Met Opera expands high-definition broadcasts to 11 next season
NEW YORK - The Metropolitan Opera will simulcast its opening-night gala featuring Renee Fleming to theatres in North America as its program of high-definition broadcasts expands from eight to 11 next season.
The Sept. 22 broadcast will feature Fleming in the second act of Verdi's "La Traviata," the third act of Massenet's "Manon" and the final scene of Strauss' "Capriccio."
Opening night will be televised in North America only, the Met said Tuesday. The rest of the series will add theatres in Argentina, Costa Rica, Croatia, Hungary, Ireland, Mexico and Serbia.
The Met expects the current season's series, which concludes this weekend with Donizetti's "La Fille du Regiment," to be viewed by 900,000 people.
The Saturday afternoon simulcast schedule opens Oct. 11, with Karita Mattila in Strauss' "Salome." It continues Nov. 8 with the new production of John Adams' "Doctor Atomic" and Nov. 22 with music director James Levine conducting Susan Graham and Marcello Giordani in the company's first staging of Berlioz's "Le Damnation de Faust" since the 1906-07 season.
Massenet's "Thais" will be broadcast Dec. 20 with Fleming and Thomas Hampson in the production that appeared at the Lyric Opera of Chicago in 2002-3, and Puccini's "La Rondine" follows on Jan. 10, 2009, with the wife-and-husband team of Angela Gheorghiu and Roberto Alagna in a much-travelled staging.
Levine conducts the Mark Morris staging of Gluck's "Orfeo ed Euridice" on Jan. 24, 2009, with Danielle de Niese and Stephanie Blythe. Anna Netrebko, who withdrew from autumn performances because she is pregnant, returns in Donizetti's "Lucia di Lammermoor" on Feb. 7, 2009, with Rolando Villazon.
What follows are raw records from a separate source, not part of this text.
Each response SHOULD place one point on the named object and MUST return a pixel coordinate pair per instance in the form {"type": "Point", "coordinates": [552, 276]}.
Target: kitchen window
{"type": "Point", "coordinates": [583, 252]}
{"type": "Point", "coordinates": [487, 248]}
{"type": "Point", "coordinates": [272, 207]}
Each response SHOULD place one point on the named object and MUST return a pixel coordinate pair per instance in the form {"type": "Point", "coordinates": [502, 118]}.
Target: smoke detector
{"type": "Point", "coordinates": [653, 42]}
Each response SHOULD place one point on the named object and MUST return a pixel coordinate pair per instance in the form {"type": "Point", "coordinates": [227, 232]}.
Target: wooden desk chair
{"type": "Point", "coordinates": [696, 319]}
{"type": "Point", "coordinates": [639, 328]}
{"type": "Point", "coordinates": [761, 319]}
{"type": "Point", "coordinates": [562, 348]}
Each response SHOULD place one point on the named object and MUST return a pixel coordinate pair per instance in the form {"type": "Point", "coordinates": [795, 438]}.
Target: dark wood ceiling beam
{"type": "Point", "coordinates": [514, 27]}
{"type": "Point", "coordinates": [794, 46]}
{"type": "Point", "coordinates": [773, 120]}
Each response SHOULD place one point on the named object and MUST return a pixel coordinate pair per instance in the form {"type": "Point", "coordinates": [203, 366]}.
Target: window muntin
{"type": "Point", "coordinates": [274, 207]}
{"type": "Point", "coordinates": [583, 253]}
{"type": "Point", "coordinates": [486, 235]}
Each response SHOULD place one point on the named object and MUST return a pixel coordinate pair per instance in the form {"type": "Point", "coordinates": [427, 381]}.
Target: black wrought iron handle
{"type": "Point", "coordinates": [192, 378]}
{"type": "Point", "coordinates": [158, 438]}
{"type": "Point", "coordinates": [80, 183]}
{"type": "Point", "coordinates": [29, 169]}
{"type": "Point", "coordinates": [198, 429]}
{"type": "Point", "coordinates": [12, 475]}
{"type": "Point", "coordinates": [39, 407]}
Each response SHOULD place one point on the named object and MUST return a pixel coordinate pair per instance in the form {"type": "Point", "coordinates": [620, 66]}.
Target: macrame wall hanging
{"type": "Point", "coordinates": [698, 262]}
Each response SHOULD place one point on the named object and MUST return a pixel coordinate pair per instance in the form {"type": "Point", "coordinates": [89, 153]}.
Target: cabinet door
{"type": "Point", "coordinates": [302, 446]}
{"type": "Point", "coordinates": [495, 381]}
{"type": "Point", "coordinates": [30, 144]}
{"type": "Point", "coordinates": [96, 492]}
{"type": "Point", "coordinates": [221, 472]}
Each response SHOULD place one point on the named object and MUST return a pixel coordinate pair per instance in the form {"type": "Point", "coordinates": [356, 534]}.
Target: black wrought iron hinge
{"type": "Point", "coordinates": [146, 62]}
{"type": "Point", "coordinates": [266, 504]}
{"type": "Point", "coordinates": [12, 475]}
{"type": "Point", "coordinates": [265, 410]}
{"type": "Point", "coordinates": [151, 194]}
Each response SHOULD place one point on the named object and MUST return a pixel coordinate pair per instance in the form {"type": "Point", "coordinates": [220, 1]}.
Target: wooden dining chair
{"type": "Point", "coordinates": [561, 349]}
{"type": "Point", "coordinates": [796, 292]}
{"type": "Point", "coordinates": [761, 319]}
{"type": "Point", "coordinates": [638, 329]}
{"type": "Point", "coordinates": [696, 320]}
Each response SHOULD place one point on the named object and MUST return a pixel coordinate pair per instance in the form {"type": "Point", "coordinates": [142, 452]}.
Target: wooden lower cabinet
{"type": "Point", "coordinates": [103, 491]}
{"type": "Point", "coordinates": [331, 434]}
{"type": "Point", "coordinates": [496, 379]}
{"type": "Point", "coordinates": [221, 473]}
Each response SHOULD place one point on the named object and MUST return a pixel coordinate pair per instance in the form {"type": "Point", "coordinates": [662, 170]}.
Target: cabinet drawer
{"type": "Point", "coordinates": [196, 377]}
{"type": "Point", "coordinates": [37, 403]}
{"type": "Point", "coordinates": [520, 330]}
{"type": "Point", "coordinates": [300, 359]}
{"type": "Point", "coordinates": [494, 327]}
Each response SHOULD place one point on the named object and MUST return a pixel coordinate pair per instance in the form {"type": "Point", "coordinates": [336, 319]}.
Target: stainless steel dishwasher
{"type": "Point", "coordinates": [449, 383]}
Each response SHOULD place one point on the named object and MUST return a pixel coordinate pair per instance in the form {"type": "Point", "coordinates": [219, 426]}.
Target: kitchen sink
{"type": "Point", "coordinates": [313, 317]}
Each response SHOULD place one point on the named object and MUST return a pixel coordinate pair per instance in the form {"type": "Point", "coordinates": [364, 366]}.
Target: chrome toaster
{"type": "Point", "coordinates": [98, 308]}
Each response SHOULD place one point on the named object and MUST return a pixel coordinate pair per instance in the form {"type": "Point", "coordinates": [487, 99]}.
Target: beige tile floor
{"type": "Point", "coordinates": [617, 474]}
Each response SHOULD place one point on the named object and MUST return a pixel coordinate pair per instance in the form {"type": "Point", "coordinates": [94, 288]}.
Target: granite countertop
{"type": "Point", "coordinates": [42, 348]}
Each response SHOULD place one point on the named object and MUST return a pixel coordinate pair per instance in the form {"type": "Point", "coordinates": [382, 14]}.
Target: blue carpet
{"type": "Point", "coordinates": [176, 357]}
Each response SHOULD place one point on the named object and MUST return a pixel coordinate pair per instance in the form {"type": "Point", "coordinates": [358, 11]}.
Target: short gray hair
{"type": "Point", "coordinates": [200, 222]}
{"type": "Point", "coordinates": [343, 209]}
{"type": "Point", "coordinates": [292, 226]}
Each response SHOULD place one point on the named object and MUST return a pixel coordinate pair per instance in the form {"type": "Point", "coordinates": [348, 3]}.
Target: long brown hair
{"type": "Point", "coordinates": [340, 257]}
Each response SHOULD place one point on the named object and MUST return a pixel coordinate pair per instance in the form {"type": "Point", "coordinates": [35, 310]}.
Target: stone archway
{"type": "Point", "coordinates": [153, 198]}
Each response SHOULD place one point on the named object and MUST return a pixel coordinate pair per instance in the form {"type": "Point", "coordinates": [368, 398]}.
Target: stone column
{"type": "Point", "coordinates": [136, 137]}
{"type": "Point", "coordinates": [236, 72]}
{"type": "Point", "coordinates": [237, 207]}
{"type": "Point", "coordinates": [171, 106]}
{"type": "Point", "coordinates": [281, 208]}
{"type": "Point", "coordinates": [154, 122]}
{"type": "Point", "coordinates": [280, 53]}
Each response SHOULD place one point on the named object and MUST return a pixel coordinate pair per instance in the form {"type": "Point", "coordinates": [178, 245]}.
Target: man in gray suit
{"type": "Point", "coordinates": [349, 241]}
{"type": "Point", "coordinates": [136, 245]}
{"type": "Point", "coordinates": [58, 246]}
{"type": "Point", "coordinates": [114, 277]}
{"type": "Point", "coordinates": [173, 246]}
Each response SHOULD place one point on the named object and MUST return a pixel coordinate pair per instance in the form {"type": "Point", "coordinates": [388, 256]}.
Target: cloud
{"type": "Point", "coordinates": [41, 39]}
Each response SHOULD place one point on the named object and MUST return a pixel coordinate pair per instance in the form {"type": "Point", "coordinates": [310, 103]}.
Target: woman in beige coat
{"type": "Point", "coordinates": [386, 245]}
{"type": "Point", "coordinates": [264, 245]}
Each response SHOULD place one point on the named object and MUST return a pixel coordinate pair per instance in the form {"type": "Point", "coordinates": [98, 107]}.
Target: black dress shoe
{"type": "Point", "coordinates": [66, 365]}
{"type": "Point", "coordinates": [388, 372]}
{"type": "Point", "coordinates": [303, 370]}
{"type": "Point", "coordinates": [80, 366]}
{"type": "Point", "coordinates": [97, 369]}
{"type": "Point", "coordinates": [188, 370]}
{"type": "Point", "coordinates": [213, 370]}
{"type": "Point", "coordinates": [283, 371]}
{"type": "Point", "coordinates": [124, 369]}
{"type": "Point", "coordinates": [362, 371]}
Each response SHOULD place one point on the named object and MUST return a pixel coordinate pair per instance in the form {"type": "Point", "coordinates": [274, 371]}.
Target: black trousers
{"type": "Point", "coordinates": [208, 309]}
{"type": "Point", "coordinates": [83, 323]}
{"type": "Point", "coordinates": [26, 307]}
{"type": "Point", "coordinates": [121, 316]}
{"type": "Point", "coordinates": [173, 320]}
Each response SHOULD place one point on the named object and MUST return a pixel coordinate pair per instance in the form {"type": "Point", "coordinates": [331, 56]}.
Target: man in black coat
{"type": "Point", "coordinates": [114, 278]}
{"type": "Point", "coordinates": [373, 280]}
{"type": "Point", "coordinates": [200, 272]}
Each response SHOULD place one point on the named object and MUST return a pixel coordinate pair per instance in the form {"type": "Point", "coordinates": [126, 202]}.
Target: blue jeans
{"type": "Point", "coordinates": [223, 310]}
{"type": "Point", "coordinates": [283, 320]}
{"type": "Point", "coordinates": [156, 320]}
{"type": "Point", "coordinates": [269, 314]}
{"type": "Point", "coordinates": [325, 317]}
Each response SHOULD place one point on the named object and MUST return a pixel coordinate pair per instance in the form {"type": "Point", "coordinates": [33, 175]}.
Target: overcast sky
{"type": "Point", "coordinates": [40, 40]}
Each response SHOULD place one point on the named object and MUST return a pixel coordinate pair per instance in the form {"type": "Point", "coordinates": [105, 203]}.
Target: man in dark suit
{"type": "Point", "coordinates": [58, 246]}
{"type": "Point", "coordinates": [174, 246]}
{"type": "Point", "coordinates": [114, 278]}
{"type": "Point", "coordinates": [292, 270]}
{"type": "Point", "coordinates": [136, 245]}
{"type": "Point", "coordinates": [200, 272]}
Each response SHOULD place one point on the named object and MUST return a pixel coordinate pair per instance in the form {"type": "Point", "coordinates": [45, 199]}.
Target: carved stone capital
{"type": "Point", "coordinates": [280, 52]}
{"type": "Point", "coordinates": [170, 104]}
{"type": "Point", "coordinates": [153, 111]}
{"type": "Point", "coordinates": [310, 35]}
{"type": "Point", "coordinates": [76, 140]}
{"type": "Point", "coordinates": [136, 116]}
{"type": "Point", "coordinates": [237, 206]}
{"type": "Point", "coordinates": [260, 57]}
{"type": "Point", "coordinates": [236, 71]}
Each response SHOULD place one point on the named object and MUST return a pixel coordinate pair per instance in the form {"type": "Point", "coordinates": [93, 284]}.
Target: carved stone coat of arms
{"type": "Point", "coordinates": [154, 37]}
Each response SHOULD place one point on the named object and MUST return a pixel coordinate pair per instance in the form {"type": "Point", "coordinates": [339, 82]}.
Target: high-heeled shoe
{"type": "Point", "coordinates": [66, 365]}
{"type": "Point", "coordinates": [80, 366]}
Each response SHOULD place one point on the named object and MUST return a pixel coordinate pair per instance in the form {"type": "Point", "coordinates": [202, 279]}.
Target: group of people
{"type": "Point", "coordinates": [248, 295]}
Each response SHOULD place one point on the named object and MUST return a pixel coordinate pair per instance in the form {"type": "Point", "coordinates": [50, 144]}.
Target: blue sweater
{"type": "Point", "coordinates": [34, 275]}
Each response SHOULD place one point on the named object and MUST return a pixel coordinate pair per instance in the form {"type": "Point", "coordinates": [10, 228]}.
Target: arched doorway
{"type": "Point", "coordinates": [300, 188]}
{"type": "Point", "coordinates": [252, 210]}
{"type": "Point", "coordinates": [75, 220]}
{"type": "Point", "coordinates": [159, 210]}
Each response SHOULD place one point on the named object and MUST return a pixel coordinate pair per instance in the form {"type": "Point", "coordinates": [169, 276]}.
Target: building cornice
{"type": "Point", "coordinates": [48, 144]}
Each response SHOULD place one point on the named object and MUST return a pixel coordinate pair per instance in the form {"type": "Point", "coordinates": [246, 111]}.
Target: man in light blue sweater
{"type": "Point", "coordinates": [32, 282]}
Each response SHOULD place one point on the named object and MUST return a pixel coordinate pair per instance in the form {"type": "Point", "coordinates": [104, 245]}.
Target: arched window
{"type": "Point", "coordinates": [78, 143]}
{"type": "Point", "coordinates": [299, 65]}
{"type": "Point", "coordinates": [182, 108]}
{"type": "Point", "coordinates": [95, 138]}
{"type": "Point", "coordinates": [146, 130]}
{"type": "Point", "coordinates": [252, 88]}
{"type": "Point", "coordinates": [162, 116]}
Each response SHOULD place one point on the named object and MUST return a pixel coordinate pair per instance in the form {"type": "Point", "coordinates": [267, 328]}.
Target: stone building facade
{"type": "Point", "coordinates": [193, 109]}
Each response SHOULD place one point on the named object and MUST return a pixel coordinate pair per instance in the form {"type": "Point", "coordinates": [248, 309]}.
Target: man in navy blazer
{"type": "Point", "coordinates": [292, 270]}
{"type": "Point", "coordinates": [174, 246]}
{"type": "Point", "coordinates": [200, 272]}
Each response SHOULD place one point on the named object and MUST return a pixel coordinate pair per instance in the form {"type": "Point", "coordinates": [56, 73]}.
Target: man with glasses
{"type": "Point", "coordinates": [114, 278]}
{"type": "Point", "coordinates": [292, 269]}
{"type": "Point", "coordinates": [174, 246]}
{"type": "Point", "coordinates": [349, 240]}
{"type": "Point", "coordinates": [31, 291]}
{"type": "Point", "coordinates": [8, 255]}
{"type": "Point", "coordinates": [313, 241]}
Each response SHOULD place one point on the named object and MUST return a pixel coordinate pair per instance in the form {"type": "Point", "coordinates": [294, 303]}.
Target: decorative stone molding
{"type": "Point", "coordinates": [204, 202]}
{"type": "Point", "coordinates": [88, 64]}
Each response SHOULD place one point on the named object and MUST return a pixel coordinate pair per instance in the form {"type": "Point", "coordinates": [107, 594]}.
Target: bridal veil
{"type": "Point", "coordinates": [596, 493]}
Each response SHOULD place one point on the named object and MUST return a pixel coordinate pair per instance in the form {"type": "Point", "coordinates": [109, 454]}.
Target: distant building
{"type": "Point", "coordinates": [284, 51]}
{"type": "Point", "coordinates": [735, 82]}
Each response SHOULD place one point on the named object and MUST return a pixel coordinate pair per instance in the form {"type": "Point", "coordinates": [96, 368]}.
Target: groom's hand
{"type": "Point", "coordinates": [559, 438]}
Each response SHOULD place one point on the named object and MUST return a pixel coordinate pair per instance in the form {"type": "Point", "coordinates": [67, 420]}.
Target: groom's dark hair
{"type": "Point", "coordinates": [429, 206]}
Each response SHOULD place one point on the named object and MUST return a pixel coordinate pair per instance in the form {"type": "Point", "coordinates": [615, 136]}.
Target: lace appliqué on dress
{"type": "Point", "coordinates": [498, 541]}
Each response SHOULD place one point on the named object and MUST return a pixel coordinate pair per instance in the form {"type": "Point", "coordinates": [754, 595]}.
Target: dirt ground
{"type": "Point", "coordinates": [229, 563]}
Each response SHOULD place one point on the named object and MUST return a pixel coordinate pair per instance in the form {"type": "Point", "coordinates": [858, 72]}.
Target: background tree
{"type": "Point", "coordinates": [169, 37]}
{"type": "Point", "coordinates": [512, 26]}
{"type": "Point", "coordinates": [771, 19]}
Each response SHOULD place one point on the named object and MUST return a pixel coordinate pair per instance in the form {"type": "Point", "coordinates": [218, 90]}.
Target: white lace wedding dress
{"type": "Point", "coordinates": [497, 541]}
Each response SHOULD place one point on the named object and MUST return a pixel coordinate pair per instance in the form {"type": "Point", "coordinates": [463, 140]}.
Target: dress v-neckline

The hit production of Puccini's "Madama Butterfly" by the late Anthony Minghella will be broadcast on March 7, 2009, with Patrick Summers conducting the original co-stars, Cristina Gallardo-Domas and Giordani. The final two broadcasts: the new production of Bellini's "La Sonnambula" with Natalie Dessay and Juan Diego Florez on March 21, 2009, and Rossini's "La Cenerentola" and Elina Garanca and Lawrence Brownlee in May 9, 2009.